NYSE Euronext, via Business Wire
7:54 p.m. | Updated Consumers today are gleaners of information, moving swiftly from cellphones to newspapers, tablets to radio and social media to television. The question for advertisers is how to reach them across a fragmented environment.
The potential for tracking consumers wherever they go was the rationale behind the announcement on Tuesday that Nielsen Holdings, the company that decades ago standardized the television advertising market through its ratings system, had reached an agreement to buy its radio industry counterpart, Arbitron, for $1.26 billion.
The deal, which is subject to approval by federal regulators, would expand Nielsen’s already extensive portfolio of tools to analyze consumers’ overlapping media habits. According to Nielsen, it would also increase the number of hours a day that it can monitor an average American’s media consumption, to seven from the current five.
“That is a very big deal when your job is to measure how consumers ultimately form and change behaviors,” David L. Calhoun, Nielsen’s chief executive, said in a conference call with investors and Wall Street analysts.
Nielsen is best known for its TV ratings, but it also tracks sales of books, music and other consumer products, and measures media habits online. On Monday, the company announced a partnership with Twitter to rank television shows by their levels of social media chatter.
Its goal is to gain as thorough a picture of consumer behavior as possible to allow advertisers and media companies to make more effective investments.
“These integrated, innovative capabilities will enable broader measurement of consumer media behavior in more markets around the world,” Steve Hasker, Nielsen’s president of global media products and advertiser solutions, said in a statement.
So far, though, the idea of a complete picture of consumer media behavior is still elusive, and there is no guarantee that the addition of Arbitron would provide it.
“You want them to be able to stitch everything together as seamlessly as possible,” said Jed Meyer, a former Nielsen executive who is the United States director of research at the Annalect Group, part of the Omnicom Media Group, the media division of Omnicom Group. “That’s the promise, but the question for this and other mergers is whether they can execute.”
The merger has the potential to bring together the two companies’ complementary strengths. Nielsen collects a broad amount of data from television, retail and the Internet, and has wide global reach, but analysts say that it has had little success tracking consumers’ habits while they are on the go.
Arbitron, however, does just a fraction of its business outside the United States but in recent years has been exploring new methods of mobile tracking. Its Portable People Meter, a pager-size device, has given the radio industry a far more detailed picture of its audience than was available before.
A combined Nielsen-Arbitron, several radio executives and analysts said, could help draw advertising to the medium. Last year ad spending was $17.4 billion, flat from the year before and still down about 18 percent from prerecession levels, according to the Radio Advertising Bureau.
Radio consumption has held strong in the Internet age, as people stay plugged in to their favorite stations, particularly while driving. According to Arbitron’s most recent statistics, more than 241 million people in the United States, or about 92 percent of the population age 12 and over, listen to the radio each week. And unlike television, a large majority of the ads on broadcast radio are for local businesses.
The proposed merger has also drawn concerns about consolidation in the global media research field, which has become dominated by a handful of firms like Kantar Media, comScore, Ipsos and now potentially the combined Nielsen-Arbitron.
“Nielsen is no stranger to radio,” said Paul Heine, a senior editor at the trade publication Inside Radio. “It has measured it before as an alternative to Arbitron, and there is some concern in the radio business that it further tightens the monopoly on measurement.”
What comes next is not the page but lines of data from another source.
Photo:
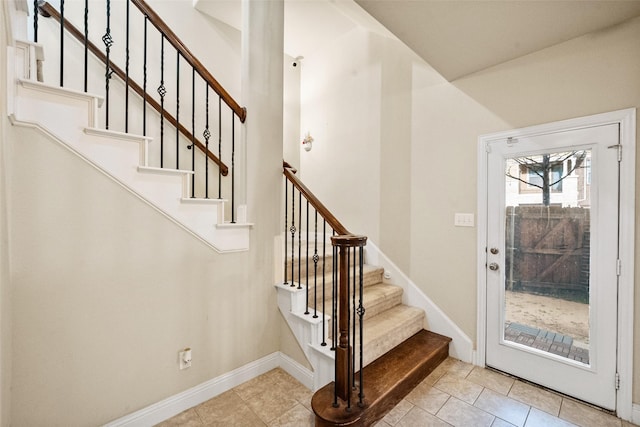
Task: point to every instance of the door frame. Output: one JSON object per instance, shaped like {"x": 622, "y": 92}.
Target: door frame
{"x": 626, "y": 119}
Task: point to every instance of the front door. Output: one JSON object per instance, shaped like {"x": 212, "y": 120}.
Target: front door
{"x": 552, "y": 260}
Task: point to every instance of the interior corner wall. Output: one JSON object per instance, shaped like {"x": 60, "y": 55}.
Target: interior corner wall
{"x": 107, "y": 291}
{"x": 291, "y": 112}
{"x": 340, "y": 107}
{"x": 5, "y": 284}
{"x": 341, "y": 102}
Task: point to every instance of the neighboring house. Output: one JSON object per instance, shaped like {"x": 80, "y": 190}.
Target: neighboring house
{"x": 98, "y": 292}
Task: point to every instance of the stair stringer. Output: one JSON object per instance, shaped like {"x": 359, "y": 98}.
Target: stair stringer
{"x": 122, "y": 157}
{"x": 308, "y": 332}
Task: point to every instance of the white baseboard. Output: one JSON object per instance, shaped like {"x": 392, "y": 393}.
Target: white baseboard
{"x": 635, "y": 414}
{"x": 173, "y": 405}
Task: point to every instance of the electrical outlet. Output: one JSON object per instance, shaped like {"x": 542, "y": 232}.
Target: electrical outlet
{"x": 184, "y": 358}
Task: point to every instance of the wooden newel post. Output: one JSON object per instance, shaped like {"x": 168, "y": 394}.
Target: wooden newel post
{"x": 343, "y": 351}
{"x": 344, "y": 365}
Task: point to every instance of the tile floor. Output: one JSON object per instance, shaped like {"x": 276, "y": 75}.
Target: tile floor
{"x": 455, "y": 394}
But several analysts said that given Arbitron’s relatively small size, the deal was not likely to face major hurdles with regulators. Nielsen, active in more than 100 countries, had $5.5 billion in revenue last year. Arbitron had $422 million in revenue last year, but, with $53 million in net income, had wider profit margins.
Among the other hopes for the merger were that it could lead to more measurement of online services and link Arbitron’s value for local advertising with Nielsen’s more extensive, national data.
Despite the growth of Internet radio, services like Pandora, which has more than 60 million regular listeners, is not tracked by Arbitron and therefore lacks “apples to apples” audience data to lure potential advertisers. Such measurements have been sought after by advertisers, particularly as major broadcasters like Clear Channel Communications embrace online radio, but Arbitron has been slow to introduce a system that would put online and offline listening on equal footing.
Laura Martin, an entertainment and media analyst at Needham Company, said that Nielsen’s expertise and its aggressive push into online markets could be an advantage in exploiting Arbitron’s local radio data.
“It’s interesting that they will have the management I.Q. of Nielsen in charge of local advertising possibilities,” Ms. Martin said. “The Internet is moving at the speed of light, and the next big promise of advertising cash is sitting in local. In Nielsen’s hands those relationships may turn into something that Arbitron didn’t think of.”
Michael J. de la Merced contributed reporting.